如何删除异常值
How to remove outlier
我正在研究一个回归问题。我有 10 个独立 variables.I'' 使用 SVR。尽管使用网格搜索进行了特征选择和调整 SVR 参数,但我得到了 15% 的巨大 MAPE。所以我试图删除异常值,但删除它们后我无法拆分数据。我的问题是异常值会影响回归的准确性吗?
from sklearn.metrics import mean_absolute_error
from sklearn.metrics import mean_squared_error
from sklearn.preprocessing import Normalizer
import matplotlib.pyplot as plt
from sklearn.model_selection import GridSearchCV
def mean_absolute_percentage_error(y_true, y_pred):
y_true, y_pred = np.array(y_true), np.array(y_pred)

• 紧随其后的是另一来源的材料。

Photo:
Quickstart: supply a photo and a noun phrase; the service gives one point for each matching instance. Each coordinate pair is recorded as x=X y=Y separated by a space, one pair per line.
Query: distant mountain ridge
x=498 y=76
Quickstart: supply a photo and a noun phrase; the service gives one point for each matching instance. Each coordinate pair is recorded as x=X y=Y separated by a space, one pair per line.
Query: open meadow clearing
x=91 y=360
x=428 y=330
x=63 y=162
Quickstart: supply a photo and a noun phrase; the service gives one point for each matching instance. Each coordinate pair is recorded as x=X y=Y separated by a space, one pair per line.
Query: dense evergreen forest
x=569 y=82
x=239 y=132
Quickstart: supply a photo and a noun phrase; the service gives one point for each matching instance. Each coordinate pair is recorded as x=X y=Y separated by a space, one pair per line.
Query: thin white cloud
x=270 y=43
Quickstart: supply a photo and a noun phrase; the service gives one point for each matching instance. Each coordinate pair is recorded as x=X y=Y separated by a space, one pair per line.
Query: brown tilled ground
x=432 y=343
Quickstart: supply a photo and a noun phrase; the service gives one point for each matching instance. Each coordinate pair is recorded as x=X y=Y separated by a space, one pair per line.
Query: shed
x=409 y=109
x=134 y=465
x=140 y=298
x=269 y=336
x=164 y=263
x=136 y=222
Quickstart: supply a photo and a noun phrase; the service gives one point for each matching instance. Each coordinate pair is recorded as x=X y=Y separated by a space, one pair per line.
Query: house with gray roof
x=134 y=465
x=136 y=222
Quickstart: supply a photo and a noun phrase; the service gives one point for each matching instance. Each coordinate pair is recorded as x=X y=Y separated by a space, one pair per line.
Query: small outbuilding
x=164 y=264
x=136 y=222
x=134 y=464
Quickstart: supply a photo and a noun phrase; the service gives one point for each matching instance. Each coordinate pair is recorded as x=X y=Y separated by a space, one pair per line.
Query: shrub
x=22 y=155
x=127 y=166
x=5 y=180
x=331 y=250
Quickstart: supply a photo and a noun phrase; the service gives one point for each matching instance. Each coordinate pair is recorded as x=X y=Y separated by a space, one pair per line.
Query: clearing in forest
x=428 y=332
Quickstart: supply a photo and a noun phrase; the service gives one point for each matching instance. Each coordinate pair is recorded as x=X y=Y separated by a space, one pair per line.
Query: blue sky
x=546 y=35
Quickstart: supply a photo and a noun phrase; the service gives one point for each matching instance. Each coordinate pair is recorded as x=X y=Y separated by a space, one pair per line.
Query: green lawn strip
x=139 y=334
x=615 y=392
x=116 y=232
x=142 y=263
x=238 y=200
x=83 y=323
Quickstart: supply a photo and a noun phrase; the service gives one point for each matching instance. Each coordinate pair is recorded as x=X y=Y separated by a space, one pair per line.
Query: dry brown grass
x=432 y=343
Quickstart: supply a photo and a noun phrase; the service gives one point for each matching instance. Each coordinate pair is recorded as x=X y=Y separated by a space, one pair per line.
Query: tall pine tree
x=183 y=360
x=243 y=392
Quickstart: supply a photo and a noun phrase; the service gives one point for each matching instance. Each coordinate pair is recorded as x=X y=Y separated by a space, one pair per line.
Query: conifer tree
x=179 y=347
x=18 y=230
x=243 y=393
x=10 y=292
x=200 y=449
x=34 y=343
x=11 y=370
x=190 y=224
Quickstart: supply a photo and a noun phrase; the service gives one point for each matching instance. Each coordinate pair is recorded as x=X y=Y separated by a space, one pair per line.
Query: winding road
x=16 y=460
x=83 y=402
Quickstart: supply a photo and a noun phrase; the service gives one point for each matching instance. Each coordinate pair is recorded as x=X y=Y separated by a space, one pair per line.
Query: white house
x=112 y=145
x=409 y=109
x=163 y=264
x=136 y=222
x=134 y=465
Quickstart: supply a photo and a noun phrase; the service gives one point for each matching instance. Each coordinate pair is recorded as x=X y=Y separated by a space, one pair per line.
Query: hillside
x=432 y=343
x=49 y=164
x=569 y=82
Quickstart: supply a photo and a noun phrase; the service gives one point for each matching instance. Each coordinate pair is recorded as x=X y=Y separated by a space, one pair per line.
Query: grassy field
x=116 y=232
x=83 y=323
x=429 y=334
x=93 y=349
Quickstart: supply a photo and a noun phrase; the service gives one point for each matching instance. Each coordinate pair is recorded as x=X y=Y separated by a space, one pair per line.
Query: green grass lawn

return np.mean(np.abs((y_true - y_pred) / y_true)) * 100
import pandas as pd
from sklearn import preprocessing
features=pd.read_csv('selectedData.csv')
target = features['SYSLoad']
features= features.drop('SYSLoad', axis = 1)
from scipy import stats
import numpy as np
z = np.abs(stats.zscore(features))
print(z)
threshold = 3
print(np.where(z > 3))
features2 = features[(z < 3).all(axis=1)]
from sklearn.model_selection import train_test_split
train_input, test_input, train_target, test_target = train_test_split(features2, target, test_size = 0.25, random_state = 42)
在执行以下代码时出现此错误。
"samples: %r" % [int(l) for l in lengths])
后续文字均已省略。